Nov 17, 2021–I’ve stumbled on a phenomenon I call the Fallacy of Averages.

Humans like to measure everything by talking about “averages.”

The term has become part of our language:

-Grade Point Average

-Average Daily Requirement

-Field Goal Average

There’s even a Law of Averages.

Yet when you dissect it, there really is no such thing as “average.” It’s just a chimerical midpoint between pendulum swings.

Let’s examine some:

Grades

I’ll wager everyone remembers their final Grade Point Average to the hundredth place, no matter how long ago you left the halls of academe. Your GPA was critical in advancing to the next step in your education, no matter what level, and once there, getting into programs of your choice. But by itself it imparts no useful information. It is meaningless. A high GPA could mean you took easy courses, or were good at test taking, or you cheated.

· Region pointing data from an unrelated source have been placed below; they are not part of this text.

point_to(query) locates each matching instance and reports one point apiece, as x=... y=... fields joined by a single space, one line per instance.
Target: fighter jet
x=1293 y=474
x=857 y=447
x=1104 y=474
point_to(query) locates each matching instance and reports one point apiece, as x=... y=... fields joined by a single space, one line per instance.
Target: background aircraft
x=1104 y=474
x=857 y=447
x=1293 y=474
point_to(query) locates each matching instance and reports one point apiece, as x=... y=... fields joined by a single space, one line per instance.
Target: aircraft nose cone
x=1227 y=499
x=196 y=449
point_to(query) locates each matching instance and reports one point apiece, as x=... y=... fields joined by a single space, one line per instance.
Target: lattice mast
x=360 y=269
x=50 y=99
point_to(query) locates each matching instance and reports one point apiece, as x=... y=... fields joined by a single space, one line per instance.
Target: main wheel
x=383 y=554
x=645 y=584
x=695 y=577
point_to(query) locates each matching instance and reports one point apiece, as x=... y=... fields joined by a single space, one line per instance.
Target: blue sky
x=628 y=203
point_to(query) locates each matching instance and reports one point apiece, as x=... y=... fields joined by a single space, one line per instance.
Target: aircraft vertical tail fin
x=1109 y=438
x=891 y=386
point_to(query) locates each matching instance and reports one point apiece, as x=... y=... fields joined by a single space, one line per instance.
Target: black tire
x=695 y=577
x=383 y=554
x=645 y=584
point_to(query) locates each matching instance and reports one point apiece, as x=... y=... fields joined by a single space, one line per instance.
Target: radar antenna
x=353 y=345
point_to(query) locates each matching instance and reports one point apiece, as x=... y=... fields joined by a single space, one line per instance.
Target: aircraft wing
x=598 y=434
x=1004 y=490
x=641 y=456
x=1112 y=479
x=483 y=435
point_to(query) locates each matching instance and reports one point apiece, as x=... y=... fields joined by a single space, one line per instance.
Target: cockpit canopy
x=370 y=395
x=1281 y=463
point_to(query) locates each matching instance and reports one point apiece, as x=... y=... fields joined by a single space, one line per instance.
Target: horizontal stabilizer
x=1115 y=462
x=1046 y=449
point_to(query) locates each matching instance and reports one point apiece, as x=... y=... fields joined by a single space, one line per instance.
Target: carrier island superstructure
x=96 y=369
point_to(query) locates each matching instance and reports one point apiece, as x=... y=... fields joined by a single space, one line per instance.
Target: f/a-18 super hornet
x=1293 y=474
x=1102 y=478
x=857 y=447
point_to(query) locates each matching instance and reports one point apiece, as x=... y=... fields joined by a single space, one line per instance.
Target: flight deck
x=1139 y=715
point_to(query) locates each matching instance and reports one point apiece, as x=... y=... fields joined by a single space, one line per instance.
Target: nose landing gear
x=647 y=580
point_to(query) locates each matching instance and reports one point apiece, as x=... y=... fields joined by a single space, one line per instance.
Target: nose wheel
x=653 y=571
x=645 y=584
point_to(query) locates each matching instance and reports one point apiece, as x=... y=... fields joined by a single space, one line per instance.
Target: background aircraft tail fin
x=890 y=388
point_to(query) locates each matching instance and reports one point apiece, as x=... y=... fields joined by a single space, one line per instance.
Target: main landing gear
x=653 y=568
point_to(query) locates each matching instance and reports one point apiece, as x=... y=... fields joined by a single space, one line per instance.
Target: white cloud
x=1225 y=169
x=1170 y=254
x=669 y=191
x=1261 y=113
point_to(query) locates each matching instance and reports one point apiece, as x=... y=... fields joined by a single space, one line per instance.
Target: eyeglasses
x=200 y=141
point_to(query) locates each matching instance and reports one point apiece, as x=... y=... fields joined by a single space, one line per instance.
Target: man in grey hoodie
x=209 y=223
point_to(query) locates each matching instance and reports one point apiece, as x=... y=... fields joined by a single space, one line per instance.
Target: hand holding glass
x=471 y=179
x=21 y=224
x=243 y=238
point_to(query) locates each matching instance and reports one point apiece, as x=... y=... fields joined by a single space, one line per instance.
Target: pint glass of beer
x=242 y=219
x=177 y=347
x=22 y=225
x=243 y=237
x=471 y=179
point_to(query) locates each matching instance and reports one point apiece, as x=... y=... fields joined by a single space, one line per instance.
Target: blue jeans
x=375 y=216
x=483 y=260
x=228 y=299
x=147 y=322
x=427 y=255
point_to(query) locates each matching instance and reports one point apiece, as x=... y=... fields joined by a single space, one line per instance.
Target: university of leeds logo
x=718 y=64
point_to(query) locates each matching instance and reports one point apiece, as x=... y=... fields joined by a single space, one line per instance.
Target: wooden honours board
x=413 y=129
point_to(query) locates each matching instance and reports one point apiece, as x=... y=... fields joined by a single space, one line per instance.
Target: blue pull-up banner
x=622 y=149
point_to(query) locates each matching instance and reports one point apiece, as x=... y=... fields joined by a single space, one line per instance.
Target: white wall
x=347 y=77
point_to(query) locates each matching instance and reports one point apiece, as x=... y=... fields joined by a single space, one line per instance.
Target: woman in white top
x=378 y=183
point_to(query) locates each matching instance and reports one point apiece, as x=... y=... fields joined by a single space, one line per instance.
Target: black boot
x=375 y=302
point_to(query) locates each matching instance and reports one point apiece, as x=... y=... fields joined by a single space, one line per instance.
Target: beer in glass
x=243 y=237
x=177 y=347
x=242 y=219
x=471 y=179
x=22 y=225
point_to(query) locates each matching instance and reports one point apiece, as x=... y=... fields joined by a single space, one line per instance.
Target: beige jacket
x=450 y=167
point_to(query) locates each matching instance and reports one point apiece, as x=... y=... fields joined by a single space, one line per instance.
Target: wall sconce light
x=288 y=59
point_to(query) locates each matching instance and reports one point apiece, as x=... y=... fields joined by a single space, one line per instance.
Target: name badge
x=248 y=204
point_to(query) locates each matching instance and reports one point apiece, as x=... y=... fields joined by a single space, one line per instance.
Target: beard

When my surgeon is standing over me with scalpel in hand, his GPA is irrelevant. I only care that he got good grades in Surgery and Anatomy. It doesn’t matter if he got a D in Ballroom Dance or Badminton (I actually took both of those, by the way, during my college career).

Sports

Sports nuts are addicted to averages. You can’t have a decent barroom brawl without arcane statistical averages batted about.

A 30-plus Field Goal Average for the starting point guard might mean someone scores lots of points against weaker opponents. But they might score a lot because they don’t bother playing defense. They might not be good in pressure moments. They might not share the ball or pass to the leading open player on a fast break.

When the game is tied in the final 10 seconds, the coach doesn’t look at a player’s season scoring average to determine who takes the last shot. He looks at for the player most likely to perform under pressure. Averages don’t win tight games.

Economics

Some of us remember the inflation of the late 1970s. The overall average rate of inflation was in the mid-two-figures according to the governmental agency-in-charge of-churning-out-official-numbers.

But in the real world, the official rate did not apply to every item. Certain segments were high, such as mortgages and gas prices. But in every economy, creative individuals find ways to circumvent rising prices. When beef gets expensive, people turn to flank steak and alternative sources of protein. When gas prices soar, people turn to carpooling, bicycling, and staying home.

These are not optimal outcomes, but the point is the average inflation rate is not useable information for most of us. To a consumer, the only rate that matters is the specific cost of a specific item. If it’s too high, the consumer substitutes a different item.

I think my point is that you can’t live life based on average anything. My big issue with reducing everything to “average” is this: If you acknowledge the power of “average,” exactly half of all that exists and everything you do will forever be below average.

Who wants to live in a world like that?